Universities are being urged to significantly reduce the grades youngsters from disadvantaged backgrounds need for a place.
A report for the Scottish Funding Council recommends cutting the exam results which are needed for a place on some of the most prestigious courses.
The Scottish government expects all universities to increase the proportion of students from disadvantaged areas.
The report argues exams do not always give the best indication of potential.
It was produced by academics at Durham University for the SFC.
It suggests that the entry requirements for some of the top courses at older universities could be cut to 5 B grades at Higher level.
As a general rule, the older universities and most prestigious courses require better exam grades than those institutions which were awarded university status in the 1990s.
New universities, such as Glasgow Caledonian and the University of the West of Scotland, also tend to attract a greater proportion of students from working class or disadvantaged backgrounds than the older institutions.
Range of actions
However, all universities have devised schemes to try to widen the pool of applicants including mentoring schemes, outreach programmes and summer schools - some more successfully than others.
Sometimes the normal entry requirements have been lowered.
A spokesman for Universities Scotland said: "We have been closely following this research and we support one of its main findings which is that exam grades don't always give us a true measure of a person's potential. Universities are excited to set out a range of actions in just a few weeks' time that address many of the findings in this research.
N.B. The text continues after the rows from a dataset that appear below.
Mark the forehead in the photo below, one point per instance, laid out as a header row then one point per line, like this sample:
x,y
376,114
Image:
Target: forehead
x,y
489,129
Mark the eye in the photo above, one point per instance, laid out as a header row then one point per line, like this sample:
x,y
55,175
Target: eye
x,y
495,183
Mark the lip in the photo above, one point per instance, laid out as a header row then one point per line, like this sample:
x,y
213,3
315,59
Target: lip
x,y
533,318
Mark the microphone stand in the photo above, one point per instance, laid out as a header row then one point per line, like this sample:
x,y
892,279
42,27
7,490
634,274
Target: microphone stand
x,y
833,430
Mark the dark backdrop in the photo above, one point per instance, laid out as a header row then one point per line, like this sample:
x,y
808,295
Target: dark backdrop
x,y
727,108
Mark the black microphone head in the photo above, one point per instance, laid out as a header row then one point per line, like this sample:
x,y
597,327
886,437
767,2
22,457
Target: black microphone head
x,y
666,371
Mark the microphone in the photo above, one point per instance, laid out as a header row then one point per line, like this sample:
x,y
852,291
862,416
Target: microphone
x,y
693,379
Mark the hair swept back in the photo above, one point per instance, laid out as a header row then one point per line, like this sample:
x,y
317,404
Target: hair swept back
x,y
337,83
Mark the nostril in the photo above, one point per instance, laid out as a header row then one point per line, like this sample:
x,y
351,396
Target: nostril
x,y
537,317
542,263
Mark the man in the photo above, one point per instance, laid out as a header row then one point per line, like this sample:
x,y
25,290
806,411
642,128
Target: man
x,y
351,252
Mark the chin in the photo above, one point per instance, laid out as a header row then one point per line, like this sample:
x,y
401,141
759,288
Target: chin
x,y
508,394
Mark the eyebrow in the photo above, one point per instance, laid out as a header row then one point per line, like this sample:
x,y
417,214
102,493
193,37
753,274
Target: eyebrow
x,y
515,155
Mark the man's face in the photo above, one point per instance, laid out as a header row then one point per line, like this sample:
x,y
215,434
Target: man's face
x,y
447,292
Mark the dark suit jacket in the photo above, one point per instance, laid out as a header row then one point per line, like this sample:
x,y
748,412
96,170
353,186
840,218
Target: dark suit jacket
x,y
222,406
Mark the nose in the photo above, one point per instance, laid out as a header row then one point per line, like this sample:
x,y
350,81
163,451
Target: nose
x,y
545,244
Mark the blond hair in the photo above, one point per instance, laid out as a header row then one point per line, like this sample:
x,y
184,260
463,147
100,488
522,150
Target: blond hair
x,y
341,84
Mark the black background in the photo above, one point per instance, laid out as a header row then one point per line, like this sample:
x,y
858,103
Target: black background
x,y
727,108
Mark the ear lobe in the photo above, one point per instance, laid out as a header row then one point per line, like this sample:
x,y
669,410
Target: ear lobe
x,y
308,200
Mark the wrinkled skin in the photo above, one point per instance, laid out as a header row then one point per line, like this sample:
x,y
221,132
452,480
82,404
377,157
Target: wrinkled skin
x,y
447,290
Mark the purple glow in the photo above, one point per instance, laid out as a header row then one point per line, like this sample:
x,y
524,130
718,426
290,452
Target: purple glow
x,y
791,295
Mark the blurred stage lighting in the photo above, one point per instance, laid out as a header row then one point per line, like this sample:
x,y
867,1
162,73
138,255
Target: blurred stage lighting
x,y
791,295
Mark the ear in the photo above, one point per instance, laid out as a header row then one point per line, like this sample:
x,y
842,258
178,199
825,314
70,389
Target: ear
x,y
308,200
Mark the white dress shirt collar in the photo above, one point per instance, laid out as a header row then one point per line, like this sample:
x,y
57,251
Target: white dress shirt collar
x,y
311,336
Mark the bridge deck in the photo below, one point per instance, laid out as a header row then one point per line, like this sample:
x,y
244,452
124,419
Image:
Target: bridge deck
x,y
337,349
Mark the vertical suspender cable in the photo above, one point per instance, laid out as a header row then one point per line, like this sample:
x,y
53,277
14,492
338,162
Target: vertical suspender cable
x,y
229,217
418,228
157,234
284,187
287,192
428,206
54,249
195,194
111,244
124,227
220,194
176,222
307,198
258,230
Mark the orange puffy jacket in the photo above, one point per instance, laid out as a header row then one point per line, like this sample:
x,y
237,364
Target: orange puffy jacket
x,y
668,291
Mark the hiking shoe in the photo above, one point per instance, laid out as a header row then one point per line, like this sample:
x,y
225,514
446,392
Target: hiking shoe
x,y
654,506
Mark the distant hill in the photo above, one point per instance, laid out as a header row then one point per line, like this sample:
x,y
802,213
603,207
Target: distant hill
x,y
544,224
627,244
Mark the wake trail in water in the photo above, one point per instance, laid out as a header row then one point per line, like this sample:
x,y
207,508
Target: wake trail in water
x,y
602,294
"We welcome the emphasis the research has given to student retention as this is a really important part of the picture. We want our retention rates to keep improving and will look closely at the retention thresholds used in the report.
"Some universities are already adjusting grades to help widen access. They've found this works well, and the students can thrive, where decisions are made on an individual basis and where additional support is in place to help students adjust and succeed."
Out of reach
The call for lower entry grades reflects a long-standing concern.
It is claimed that students from schools in middle class areas may be more likely to achieve top grades - in some cases possibly because of parental help or private tuition.
This could make some courses or institutions seem out of reach for disadvantaged youngsters or for those who go to schools where few students get exceptional exam results.
One issue for universities is the need to distinguish between the so-called minimum entry requirement - designed to demonstrate that an applicant is capable of doing the course - and the competitive entry requirement which may be much higher for the most prestigious courses and institutions.
Universities would want to ensure that the applicants given places would still have a good prospect of successfully completing a course.
In general, universities often pay less attention to exam grades in isolation now before they offer a place - they may interview applicants or look at what else they have achieved.
Already there are examples of the competitive entry requirement being lowered for some youngsters.
The report also recommends a more subtle and complex measure of disadvantage than the area a young person comes from.
It has long been noted that a youngster may come from a deprived area but may not be from a deprived background personally.
Measures which might also be used could include whether they received free school meals or had been in care.
Widening access to university is not a simple issue.
A recent report from the Scottish Funding Council showed that in 2015-16, 14% of Scottish domiciled full-time first degree entrants to university were from the 20% most deprived areas.
This was a marginal increase from 13.9% the previous year while the numbers for some universities actually went down.
'No easy solutions'
The government wants a fifth of students to come from the 20% most deprived areas by 2030.
It appointed Professor Sir Peter Scott as the Commissioner for Fair Access to help drive progress.
It is widely accepted that helping more youngsters from disadvantaged areas get to university is a complex problem with no single easy solutions.
- Raising attainment in schools
- Identifying youngsters with the potential to go to university at an early stage and encouraging them
- Mentoring youngsters who may have misconceptions about university because none of their friends or relatives have been in higher education
- Student funding
- The impression youngsters may have of individual universities and courses
- Poverty and disadvantage itself
Universities have also highlighted the need to increase the overall number of places over time to ensure that helping more disadvantaged youngsters does not make it harder for others to get admitted.
A Scottish government spokesman said: "This research provides a welcome addition to the Scottish evidence base to support our drive for equal access to higher education.
"It reaffirms the need for more transparency and consistency in the use of contextual admissions, as highlighted by the Commissioner for Fair Access in his June discussion paper on admissions.
"It also provides, for the first time, evidence of how access thresholds could be applied in practice and their potential to double the number of applicants from our most deprived areas who would meet the entrance requirements at our most selective institutions."